Over the long run, the average value of $X$ is $$\sum_x xP(X=x)\\=16\left(\frac16\right)+(-5)\left(1-\frac16\right)\\=-1.5.$$

(This quantity is called the expected value of $X$. It is essentially a weighted average, where the the probability $P(X=x)$ is the "weight" of its associated outcome $x.$

In other words, the average winning per game is the signed sum of the average \$profit and the average \$loss; the latter, for example, equals the negative profit per unsuccessful game multiplied by the proportion of the games that are unsuccessful.)

Thus, I expect to lose $\$1.50$ per game. So, I would not play this game.

Answer 3

There are 36 possible combinations when you roll two dice. How many of these add up to 7? (6+1, 5+2, 4+3, 3+4, 2+5, 1+6) --> 6. So there is a 1/6 chance that you will win.

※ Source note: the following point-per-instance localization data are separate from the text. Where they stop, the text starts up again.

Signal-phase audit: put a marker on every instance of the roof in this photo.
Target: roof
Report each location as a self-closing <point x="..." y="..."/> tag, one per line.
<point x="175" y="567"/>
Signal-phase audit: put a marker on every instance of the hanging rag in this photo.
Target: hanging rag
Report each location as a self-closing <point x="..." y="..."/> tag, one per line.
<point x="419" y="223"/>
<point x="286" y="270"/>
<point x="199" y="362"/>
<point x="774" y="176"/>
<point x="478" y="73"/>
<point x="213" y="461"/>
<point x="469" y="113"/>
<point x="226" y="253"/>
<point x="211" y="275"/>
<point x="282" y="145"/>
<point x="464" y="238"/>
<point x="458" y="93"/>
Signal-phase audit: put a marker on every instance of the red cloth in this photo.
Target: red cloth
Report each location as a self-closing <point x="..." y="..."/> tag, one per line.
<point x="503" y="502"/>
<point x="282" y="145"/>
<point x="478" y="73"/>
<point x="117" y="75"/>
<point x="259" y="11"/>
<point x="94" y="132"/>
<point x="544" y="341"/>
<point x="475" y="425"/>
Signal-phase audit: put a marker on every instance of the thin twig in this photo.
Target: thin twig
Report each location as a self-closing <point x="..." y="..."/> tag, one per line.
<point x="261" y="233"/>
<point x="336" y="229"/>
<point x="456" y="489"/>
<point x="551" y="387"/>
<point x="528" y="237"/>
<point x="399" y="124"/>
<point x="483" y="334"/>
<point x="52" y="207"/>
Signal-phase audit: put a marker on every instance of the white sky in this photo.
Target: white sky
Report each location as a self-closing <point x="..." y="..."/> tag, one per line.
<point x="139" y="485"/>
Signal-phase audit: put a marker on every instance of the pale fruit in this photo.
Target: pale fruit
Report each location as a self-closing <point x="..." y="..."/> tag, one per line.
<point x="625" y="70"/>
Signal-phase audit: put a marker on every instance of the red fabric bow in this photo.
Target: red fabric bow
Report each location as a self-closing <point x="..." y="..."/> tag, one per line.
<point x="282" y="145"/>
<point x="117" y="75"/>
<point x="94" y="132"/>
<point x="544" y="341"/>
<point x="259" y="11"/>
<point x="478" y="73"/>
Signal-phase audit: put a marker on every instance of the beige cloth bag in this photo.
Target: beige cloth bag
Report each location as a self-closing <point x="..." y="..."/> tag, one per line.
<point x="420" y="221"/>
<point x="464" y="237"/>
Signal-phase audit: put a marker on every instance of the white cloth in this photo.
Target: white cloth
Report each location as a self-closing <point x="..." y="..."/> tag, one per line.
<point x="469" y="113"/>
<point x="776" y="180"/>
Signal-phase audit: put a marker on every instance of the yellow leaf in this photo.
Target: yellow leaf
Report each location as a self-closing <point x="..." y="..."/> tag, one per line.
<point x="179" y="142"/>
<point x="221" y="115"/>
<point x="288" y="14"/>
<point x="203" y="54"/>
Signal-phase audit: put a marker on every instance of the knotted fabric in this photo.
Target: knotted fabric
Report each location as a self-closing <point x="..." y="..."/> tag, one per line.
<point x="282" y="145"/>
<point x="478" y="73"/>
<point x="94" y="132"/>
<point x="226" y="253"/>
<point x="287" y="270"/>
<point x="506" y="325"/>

Let $X$ be the random variable that denotes the amount you win. With probability 1/6, you win 21 and with probability 5/6 you win 0. So your expected winnings are $21 \times 1/6 + 0 \times 5/6 = 21/6$. However, you also have to pay 5 to play (regardless of outcome), so your net expected winnings are $21/6 - 5 < 0$. Since the net winnings are expected to be negative, I would not play the game!

Let's say the probability of a winning combination was $p$. The net expected winnings would be $21p - 5$ based on the above calculations. For this to positive, you must have $p > 5/21$. So only play the game if the winning combinations have a probability > 5/21 (close to 1/4, though I am not sure how you concluded that it should be exactly 1/4).

Answer 4

Your first approach is correct, at least approximately. (If you won £20 on a 7, then you'd need to roll 7's at a rate of $\frac14$ to break even. Since you win £21, you can afford a slightly lower rate, though not as low as $\frac16$.)

Your second approach is wrong. It's true that more than half the time, you win at least once over a sequence of four throws. However, all that tells you is: more than half the time, you don't lose money. This doesn't mean that you break even on average! In fact, it tells you that:

• Approximately $48\%$ of the time, you roll no 7's, and so you lose £20 over the course of four throws.
• Approximately $52\%$ of the time, you roll at least one 7, and you make a net profit of at least £1. Most of the time, this will be exactly £1.

This doesn't look as good anymore. In general, just because a random variable is positive more than half the time, doesn't mean its expected value is positive.